In “Numerical Approximation of Gradients”, Andrew shows that - for the two-sided difference - the approx. error is on the order of epsilon squared, which is much smaller than the approx. error of the one-sided difference (which is on the order of epsilon), given that epsilon < 1.
So, as a natural consequence of this premise, I would have expected that the threshold for considering the grad check as passed would be in the order of epsilon squared (1e-14 in the example) and not in the order of epsilon (1e-7 in the example), because d_theta_approx has been computed with the two-sided formula and its approx. error with respect to d_theta (computed with back prop) should be in the order of epsilon squared.
It’s a good point, but don’t forget that we’re not just dealing with the error generated by using finite differences to approximate the gradients: everything here is in floating point.
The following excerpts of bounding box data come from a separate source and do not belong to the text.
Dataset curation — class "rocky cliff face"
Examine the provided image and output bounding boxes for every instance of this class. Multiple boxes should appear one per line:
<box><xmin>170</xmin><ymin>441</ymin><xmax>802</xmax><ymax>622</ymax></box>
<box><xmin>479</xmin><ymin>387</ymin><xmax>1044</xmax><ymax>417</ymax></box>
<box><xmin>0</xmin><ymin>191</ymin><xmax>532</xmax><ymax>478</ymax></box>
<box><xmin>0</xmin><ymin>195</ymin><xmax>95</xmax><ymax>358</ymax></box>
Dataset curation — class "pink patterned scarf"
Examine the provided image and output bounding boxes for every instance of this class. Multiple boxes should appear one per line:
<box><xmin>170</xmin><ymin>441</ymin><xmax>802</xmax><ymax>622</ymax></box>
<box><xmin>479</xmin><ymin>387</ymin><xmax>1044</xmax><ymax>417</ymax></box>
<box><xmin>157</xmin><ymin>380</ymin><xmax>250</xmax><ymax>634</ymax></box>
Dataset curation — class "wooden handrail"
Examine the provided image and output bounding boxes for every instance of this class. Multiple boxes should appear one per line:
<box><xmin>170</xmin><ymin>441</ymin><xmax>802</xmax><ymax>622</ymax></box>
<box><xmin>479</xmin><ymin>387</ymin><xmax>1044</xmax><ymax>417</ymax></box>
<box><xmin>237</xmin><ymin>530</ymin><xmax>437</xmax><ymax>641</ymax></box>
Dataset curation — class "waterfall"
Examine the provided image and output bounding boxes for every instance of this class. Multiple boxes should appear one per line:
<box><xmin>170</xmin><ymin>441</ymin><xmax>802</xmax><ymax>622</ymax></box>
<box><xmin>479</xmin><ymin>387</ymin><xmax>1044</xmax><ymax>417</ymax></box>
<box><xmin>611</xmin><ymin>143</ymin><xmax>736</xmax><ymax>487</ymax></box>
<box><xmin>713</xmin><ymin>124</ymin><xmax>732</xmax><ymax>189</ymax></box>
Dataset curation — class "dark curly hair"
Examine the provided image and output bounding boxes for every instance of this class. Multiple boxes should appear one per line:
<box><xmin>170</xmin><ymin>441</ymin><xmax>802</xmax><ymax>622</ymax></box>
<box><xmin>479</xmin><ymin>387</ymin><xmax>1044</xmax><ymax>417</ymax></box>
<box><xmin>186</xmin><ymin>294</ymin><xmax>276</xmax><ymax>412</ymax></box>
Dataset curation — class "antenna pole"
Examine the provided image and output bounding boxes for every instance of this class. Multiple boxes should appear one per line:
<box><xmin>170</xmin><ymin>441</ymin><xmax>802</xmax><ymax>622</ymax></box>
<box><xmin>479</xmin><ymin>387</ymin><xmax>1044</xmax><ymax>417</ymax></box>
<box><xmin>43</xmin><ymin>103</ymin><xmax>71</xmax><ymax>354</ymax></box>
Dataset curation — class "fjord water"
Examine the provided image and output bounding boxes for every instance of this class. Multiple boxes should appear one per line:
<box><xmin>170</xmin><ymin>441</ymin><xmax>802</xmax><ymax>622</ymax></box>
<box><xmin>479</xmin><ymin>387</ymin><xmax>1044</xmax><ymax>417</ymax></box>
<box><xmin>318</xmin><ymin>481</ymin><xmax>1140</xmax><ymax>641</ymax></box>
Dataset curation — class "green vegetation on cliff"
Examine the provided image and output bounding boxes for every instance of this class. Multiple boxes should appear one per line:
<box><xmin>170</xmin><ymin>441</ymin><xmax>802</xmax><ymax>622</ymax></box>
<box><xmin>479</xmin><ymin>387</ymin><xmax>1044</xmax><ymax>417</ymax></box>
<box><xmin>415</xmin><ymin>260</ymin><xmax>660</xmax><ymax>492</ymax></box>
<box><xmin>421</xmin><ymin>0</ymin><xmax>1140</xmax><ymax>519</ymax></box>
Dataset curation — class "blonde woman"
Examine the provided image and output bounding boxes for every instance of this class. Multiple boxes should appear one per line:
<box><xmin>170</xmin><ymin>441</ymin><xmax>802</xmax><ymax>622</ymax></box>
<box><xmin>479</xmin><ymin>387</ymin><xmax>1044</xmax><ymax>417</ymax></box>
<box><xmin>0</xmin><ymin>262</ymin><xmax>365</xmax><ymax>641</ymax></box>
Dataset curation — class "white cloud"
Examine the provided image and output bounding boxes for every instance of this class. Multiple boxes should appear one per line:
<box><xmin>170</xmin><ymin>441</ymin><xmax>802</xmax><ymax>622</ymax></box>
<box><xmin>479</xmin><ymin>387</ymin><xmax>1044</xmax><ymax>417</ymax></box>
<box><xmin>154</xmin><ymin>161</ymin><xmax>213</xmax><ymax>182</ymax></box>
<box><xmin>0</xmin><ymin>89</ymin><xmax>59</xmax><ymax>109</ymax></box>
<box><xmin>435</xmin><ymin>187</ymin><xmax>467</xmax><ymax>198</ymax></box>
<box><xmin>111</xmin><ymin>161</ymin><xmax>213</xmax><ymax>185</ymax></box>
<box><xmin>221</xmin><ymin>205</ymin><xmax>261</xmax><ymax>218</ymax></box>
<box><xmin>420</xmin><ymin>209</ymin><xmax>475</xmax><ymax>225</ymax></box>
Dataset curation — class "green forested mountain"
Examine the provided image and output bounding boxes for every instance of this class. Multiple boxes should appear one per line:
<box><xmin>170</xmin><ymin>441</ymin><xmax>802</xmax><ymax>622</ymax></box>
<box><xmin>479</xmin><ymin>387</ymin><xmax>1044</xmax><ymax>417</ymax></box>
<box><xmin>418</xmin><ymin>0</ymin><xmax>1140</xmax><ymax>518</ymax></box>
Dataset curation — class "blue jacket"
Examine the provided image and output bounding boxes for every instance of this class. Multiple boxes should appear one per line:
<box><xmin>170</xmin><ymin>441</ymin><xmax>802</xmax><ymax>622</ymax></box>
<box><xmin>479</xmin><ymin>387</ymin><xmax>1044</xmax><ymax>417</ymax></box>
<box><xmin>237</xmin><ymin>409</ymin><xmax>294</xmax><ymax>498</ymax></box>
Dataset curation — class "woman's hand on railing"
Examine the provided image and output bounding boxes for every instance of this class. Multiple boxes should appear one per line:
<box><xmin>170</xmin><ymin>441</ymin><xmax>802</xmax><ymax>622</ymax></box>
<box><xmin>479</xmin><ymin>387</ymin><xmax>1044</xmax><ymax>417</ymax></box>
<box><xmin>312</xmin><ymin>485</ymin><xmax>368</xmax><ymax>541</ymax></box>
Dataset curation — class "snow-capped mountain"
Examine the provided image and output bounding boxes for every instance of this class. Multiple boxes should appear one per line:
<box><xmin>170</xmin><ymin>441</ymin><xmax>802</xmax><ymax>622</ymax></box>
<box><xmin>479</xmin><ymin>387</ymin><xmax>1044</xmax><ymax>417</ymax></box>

So we also need to allow a little leeway for the general noise induced by the usual rounding error / error propagation behaviors. In other words, even a completely correct algorithm is going to have some error just from the usual numerical analysis issues. E.g. something as simple as the difference between:
cost = -1./m * (some formula with np.dot or np.sum and np.multiply)
versus
cost = -(some formula with np.dot or np.sum and np.multiply)/m
Will generate noticeably different results in a few thousand iterations.
Interesting observation!
I think they point of this exercise is to see the difference of using the one-sided vs the two-sided method to check your back_propagation implementation is good enough and the degree of certainty you can get of out them.
Following the above, in the 2-sided case, we are not really interested in checking that d_theta_approx is near epsilon squared but that is much smaller than just epsilon. It’s all about accuracy and making sure the error that generates your implementation of back_prop is small enough to not matter in the grand scheme of things.